A week later, I received another e-mail from the LAX property. This time it was a properly formatted HTML e-mail and fairly attractive in its presentation, but it really, really missed the mark. The e-mail I received was entirely targeted at pleasure travelers. Offering weekend getaways and describing the hotel’s location as a resource for sightseeing. As I mentioned, my trip to Los Angeles was for business. I’ve never been to Los Angeles for any reason except business. Quite honestly, I don’t have any non-business reason to stay near LAX.
So where did this go wrong for me? The chain did several things wrong in my book.
- The wrong source: I signed up with the loyalty program. The from name of the e-mails say they come from the specific property at which I stayed. The survey even came from an unknown third party. The from address is a generic customer service address that the message claims is “post-only” – another no no in my book. The unsubscription link however says it will stop messaging from the hotel chain, presumably including my loyalty membership. This situation leaves me confused.
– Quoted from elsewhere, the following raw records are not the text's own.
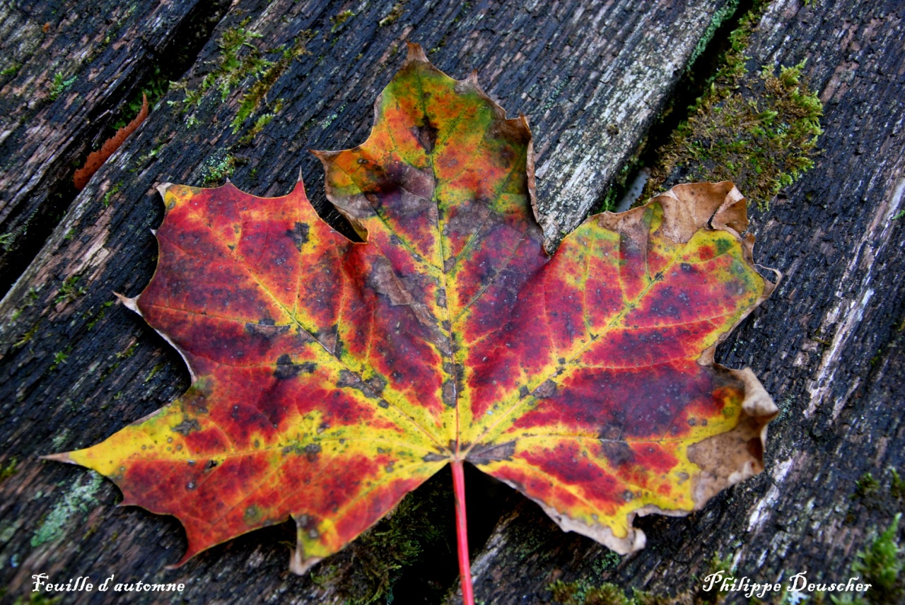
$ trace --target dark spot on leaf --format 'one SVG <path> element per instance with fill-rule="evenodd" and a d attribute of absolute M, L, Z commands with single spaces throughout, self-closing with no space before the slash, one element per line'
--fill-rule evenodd
<path fill-rule="evenodd" d="M 194 418 L 186 417 L 182 422 L 173 427 L 173 430 L 187 437 L 193 430 L 201 430 L 201 425 Z"/>
<path fill-rule="evenodd" d="M 437 143 L 437 132 L 438 129 L 431 124 L 431 120 L 426 117 L 424 118 L 424 126 L 414 127 L 414 136 L 421 143 L 421 147 L 424 147 L 427 153 L 433 151 L 433 146 Z"/>
<path fill-rule="evenodd" d="M 624 441 L 603 441 L 600 449 L 613 467 L 621 467 L 634 461 L 634 452 Z"/>
<path fill-rule="evenodd" d="M 314 462 L 318 459 L 318 454 L 320 453 L 320 444 L 319 443 L 309 443 L 305 446 L 305 457 L 308 458 L 309 462 Z"/>
<path fill-rule="evenodd" d="M 280 380 L 288 380 L 298 376 L 301 373 L 311 373 L 317 367 L 317 364 L 313 362 L 293 364 L 292 358 L 289 356 L 289 354 L 284 353 L 277 358 L 277 367 L 273 371 L 273 375 Z"/>
<path fill-rule="evenodd" d="M 292 229 L 286 232 L 286 235 L 292 238 L 292 243 L 296 250 L 301 251 L 301 246 L 308 243 L 309 226 L 303 222 L 296 222 Z"/>
<path fill-rule="evenodd" d="M 538 399 L 547 399 L 548 397 L 552 397 L 556 392 L 557 383 L 551 380 L 547 380 L 541 383 L 540 386 L 535 389 L 531 394 Z"/>
<path fill-rule="evenodd" d="M 487 464 L 493 460 L 510 460 L 515 454 L 515 441 L 489 446 L 476 446 L 468 453 L 472 464 Z"/>

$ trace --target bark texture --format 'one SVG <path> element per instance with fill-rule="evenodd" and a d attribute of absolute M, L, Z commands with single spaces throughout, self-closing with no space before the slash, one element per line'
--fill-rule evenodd
<path fill-rule="evenodd" d="M 100 132 L 85 120 L 96 120 L 138 89 L 140 74 L 158 57 L 148 49 L 184 46 L 178 24 L 195 5 L 138 8 L 121 17 L 132 24 L 113 34 L 122 43 L 108 43 L 91 55 L 110 31 L 106 14 L 98 8 L 100 21 L 65 22 L 62 32 L 84 28 L 101 35 L 93 46 L 80 33 L 47 50 L 39 26 L 46 21 L 35 15 L 54 5 L 33 4 L 3 9 L 7 14 L 0 22 L 6 24 L 0 35 L 18 44 L 23 65 L 13 80 L 0 80 L 0 113 L 3 119 L 26 116 L 12 126 L 0 122 L 5 137 L 0 220 L 20 217 L 4 222 L 3 232 L 32 214 L 50 217 L 43 235 L 27 231 L 26 240 L 37 238 L 29 244 L 33 260 L 24 248 L 11 249 L 28 267 L 21 277 L 14 271 L 9 282 L 18 281 L 0 303 L 0 468 L 17 461 L 15 472 L 0 482 L 0 578 L 6 595 L 27 597 L 37 572 L 92 581 L 116 573 L 117 581 L 184 582 L 182 598 L 191 601 L 298 603 L 342 602 L 348 578 L 343 570 L 289 574 L 289 551 L 280 543 L 293 540 L 291 528 L 252 533 L 167 570 L 186 547 L 177 522 L 116 508 L 112 484 L 35 458 L 97 443 L 187 386 L 178 354 L 112 294 L 135 296 L 154 270 L 149 230 L 163 214 L 154 186 L 211 185 L 232 172 L 237 186 L 276 195 L 291 188 L 300 169 L 316 206 L 338 225 L 326 207 L 319 163 L 305 150 L 340 149 L 365 139 L 373 99 L 401 63 L 407 39 L 453 77 L 477 69 L 510 116 L 529 117 L 544 228 L 555 242 L 598 203 L 637 153 L 725 5 L 719 0 L 464 5 L 237 0 L 186 74 L 189 90 L 219 73 L 229 32 L 260 34 L 248 43 L 274 64 L 283 56 L 281 47 L 305 52 L 272 72 L 261 103 L 235 132 L 230 125 L 254 81 L 249 74 L 240 74 L 225 98 L 211 88 L 196 108 L 182 102 L 182 90 L 171 90 L 81 194 L 61 194 L 62 206 L 54 208 L 65 215 L 59 220 L 41 200 L 71 183 L 71 162 L 87 155 L 86 139 Z M 784 570 L 786 577 L 803 569 L 809 577 L 827 576 L 847 569 L 871 533 L 902 506 L 884 487 L 887 467 L 902 467 L 905 441 L 897 409 L 905 379 L 900 244 L 905 220 L 892 218 L 905 193 L 905 80 L 902 49 L 890 42 L 902 39 L 903 14 L 892 0 L 849 4 L 778 2 L 748 53 L 754 69 L 808 58 L 805 72 L 827 103 L 817 167 L 768 211 L 754 213 L 757 259 L 786 278 L 718 358 L 752 366 L 784 410 L 771 429 L 767 473 L 691 517 L 640 520 L 648 548 L 614 566 L 603 547 L 561 533 L 539 508 L 513 496 L 474 562 L 479 600 L 549 600 L 547 587 L 557 578 L 674 591 L 691 585 L 691 574 L 700 574 L 714 553 L 732 555 L 741 572 L 764 581 Z M 100 61 L 94 57 L 118 48 L 133 50 L 98 63 L 111 75 L 80 75 L 55 99 L 45 93 L 32 109 L 13 87 L 28 77 L 33 89 L 40 82 L 46 89 L 57 71 L 65 74 L 63 82 L 78 69 L 94 73 L 91 66 Z M 82 57 L 81 63 L 60 62 L 70 55 Z M 135 65 L 132 75 L 129 65 Z M 255 128 L 268 112 L 272 119 Z M 191 115 L 196 123 L 189 126 Z M 62 138 L 53 143 L 53 137 Z M 881 481 L 878 496 L 853 498 L 855 481 L 867 470 Z M 471 502 L 469 508 L 477 512 Z M 67 602 L 114 598 L 154 600 L 149 593 L 93 592 L 70 595 Z"/>
<path fill-rule="evenodd" d="M 894 2 L 777 2 L 746 52 L 753 70 L 807 59 L 825 104 L 816 166 L 751 209 L 755 260 L 783 280 L 717 355 L 752 367 L 782 409 L 767 471 L 689 517 L 640 519 L 648 547 L 622 560 L 519 502 L 474 562 L 477 599 L 544 602 L 557 579 L 693 592 L 715 555 L 760 582 L 859 575 L 859 550 L 905 508 L 890 490 L 905 470 L 903 16 Z M 859 490 L 865 473 L 875 489 Z"/>

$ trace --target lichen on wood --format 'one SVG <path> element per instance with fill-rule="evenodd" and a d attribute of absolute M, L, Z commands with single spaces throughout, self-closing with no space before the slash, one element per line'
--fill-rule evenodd
<path fill-rule="evenodd" d="M 761 3 L 730 34 L 730 48 L 710 86 L 658 152 L 643 199 L 678 182 L 731 178 L 766 207 L 779 190 L 814 167 L 823 104 L 802 77 L 805 62 L 748 71 L 748 39 Z"/>

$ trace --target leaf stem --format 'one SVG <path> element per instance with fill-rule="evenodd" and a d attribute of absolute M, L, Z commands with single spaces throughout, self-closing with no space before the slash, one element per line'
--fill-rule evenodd
<path fill-rule="evenodd" d="M 462 460 L 452 460 L 452 491 L 455 494 L 455 534 L 459 551 L 459 580 L 464 605 L 474 605 L 472 563 L 468 560 L 468 521 L 465 518 L 465 475 Z"/>

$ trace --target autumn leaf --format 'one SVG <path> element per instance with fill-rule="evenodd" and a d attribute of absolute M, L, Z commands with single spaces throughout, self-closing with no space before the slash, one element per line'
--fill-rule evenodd
<path fill-rule="evenodd" d="M 592 216 L 549 256 L 527 120 L 473 74 L 411 44 L 376 112 L 366 143 L 317 152 L 365 243 L 300 181 L 276 198 L 160 187 L 157 269 L 125 300 L 192 385 L 52 458 L 176 516 L 180 563 L 291 516 L 297 573 L 447 463 L 623 553 L 644 545 L 636 515 L 687 515 L 762 470 L 776 408 L 749 370 L 713 363 L 773 289 L 730 183 Z"/>

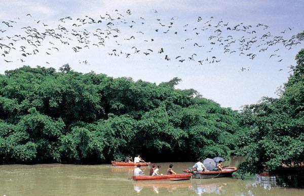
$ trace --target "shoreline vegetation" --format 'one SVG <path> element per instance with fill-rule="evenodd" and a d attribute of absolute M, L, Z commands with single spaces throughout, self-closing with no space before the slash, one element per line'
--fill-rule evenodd
<path fill-rule="evenodd" d="M 155 83 L 68 64 L 0 75 L 0 163 L 109 163 L 245 157 L 239 173 L 304 162 L 304 50 L 277 99 L 224 108 L 174 78 Z"/>

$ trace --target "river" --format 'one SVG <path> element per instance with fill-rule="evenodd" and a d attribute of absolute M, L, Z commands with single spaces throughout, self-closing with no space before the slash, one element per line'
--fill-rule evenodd
<path fill-rule="evenodd" d="M 240 161 L 240 159 L 232 158 L 225 164 L 237 166 Z M 162 166 L 161 173 L 165 173 L 171 163 L 178 173 L 194 164 L 190 162 L 159 163 Z M 133 169 L 109 164 L 0 165 L 0 196 L 304 195 L 304 189 L 293 187 L 299 185 L 295 181 L 297 178 L 290 176 L 255 175 L 244 180 L 219 178 L 135 182 L 130 179 Z M 148 173 L 148 168 L 144 170 L 145 173 Z"/>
If I stay at other properties will I start receiving regular offers from each of them? If I opt out, what will I be opting out of? I’m not unhappy with the loyalty program e-mails that I’m receiving; I don’t want them to stop. However, I’m really not interested in regular e-mails promoting a hotel I stayed at for a single night and that was selected for me by my office administrator!
- The wrong message: My requirements when I travel for business are very different to those when I travel for pleasure. Not just the locations but the facilities I desire and the offers that interest me. A quick survey could have made clear the purpose of my travel, which leads to my next point.
- The wrong conclusions: The text-only survey follow-up may be at the heart of the messaging confusion. That combined with the wrong source and my general disinterest in the hotel experience led to me not responding to the survey. Rather than taking that as my lack of interest, the hotel decided to continue marketing to me and without the insight the survey would have provided they ended up completely missing the mark.
Where do I go from here? I’m not sure. As I mentioned, I’d rather like the e-mails from this particular property to stop, but I’m not sure how to make that happen without impacting other communications. Perhaps I don’t care enough about the other communications to bother and I’ll just unsubscribe and see what happens.
Therein lies the rub. It may seem that there’s little risk to sending less well-targeted messages as recipients will JHD (just hit delete) if they aren’t interested. The reality though is that there’s a potentially significant opportunity cost. Recipients may opt out, or worse, hit the spam button preventing further communications. They may, if like me they’re only very loosely loyal, choose to select an alternate chain next time in hopes of a better experience.
Relevance and targeting are not just about response rates and avoiding blocklisting. It’s about keeping customers and building loyalty and enhancing the top and bottom lines. Or failing to do so.